McIntyre died in Munich on 13 November 2025, at the age of 91.

== Honours and awards ==
McIntyre was appointed an Officer of the Order of the British Empire in the 1977 New Year Honours, for services to opera. In the 1985 Queen's Birthday Honours, he was promoted to Commander of the order. In 1990, McIntyre received the New Zealand 1990 Commemoration Medal. He was appointed a Knight Bachelor, for services to opera, in the 1992 Queen's Birthday Honours. Also in 1992, McIntyre was awarded an honorary Doctor of Music degree by the University of Auckland.

He won a Grammy Award in 1982 for recording the role of Wotan/Wanderer, in the category Best opera recording. In 1989, he was awarded the Fidelio Medal.

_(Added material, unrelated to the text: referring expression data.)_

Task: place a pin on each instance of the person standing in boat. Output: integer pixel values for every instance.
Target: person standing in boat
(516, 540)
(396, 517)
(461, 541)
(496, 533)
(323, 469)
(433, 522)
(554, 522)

In 2004, McIntyre received an Icon Award from the Arts Foundation of New Zealand, an honour limited to 20 living New Zealanders.

== Recordings ==
His discography includes Golaud in Debussy's Pelléas et Mélisande, alongside George Shirley and Elisabeth Söderström, conducted by Pierre Boulez, recorded in 1969. He recorded Klingsor in Wagner's Parsifal, with Gwyneth Jones as Kundry, in 1970. He recorded Telramund in Lohengrin, conducted by Rudolf Kempe, took part in Stravinsky's Oedipus rex, conducted by Georg Solti, with Peter Pears in the title role, in 1976, and performed as Gurnemanz in Parsifal, conducted by Reginald Goodall, in a 1984 recording. He also recorded oratorios by Handel, Messiah and Saul.

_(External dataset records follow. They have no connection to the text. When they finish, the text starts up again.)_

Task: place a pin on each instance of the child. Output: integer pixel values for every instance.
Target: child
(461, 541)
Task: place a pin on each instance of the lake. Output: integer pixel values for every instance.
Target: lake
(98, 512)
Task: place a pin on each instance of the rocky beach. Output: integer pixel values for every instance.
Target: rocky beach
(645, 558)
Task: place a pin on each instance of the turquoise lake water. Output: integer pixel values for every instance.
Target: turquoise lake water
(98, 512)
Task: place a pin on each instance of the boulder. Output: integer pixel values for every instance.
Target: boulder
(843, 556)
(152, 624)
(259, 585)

Also on DVD are his performances of the title role of Der fliegende Holländer, conducted by Wolfgang Sawallisch in 1974, Orest in Elektra, alongside Birgit Nilsson in the title role, conducted by James Levine and directed by Herbert Graf in 1980, Wagner's Die Meistersinger von Nürnberg, conducted by Charles Mackerras in 1988, Arabella by R. Strauss, alongside Kiri Te Kanawa in the title role, in 1994, as well as another Elektra, conducted by Levine the same year.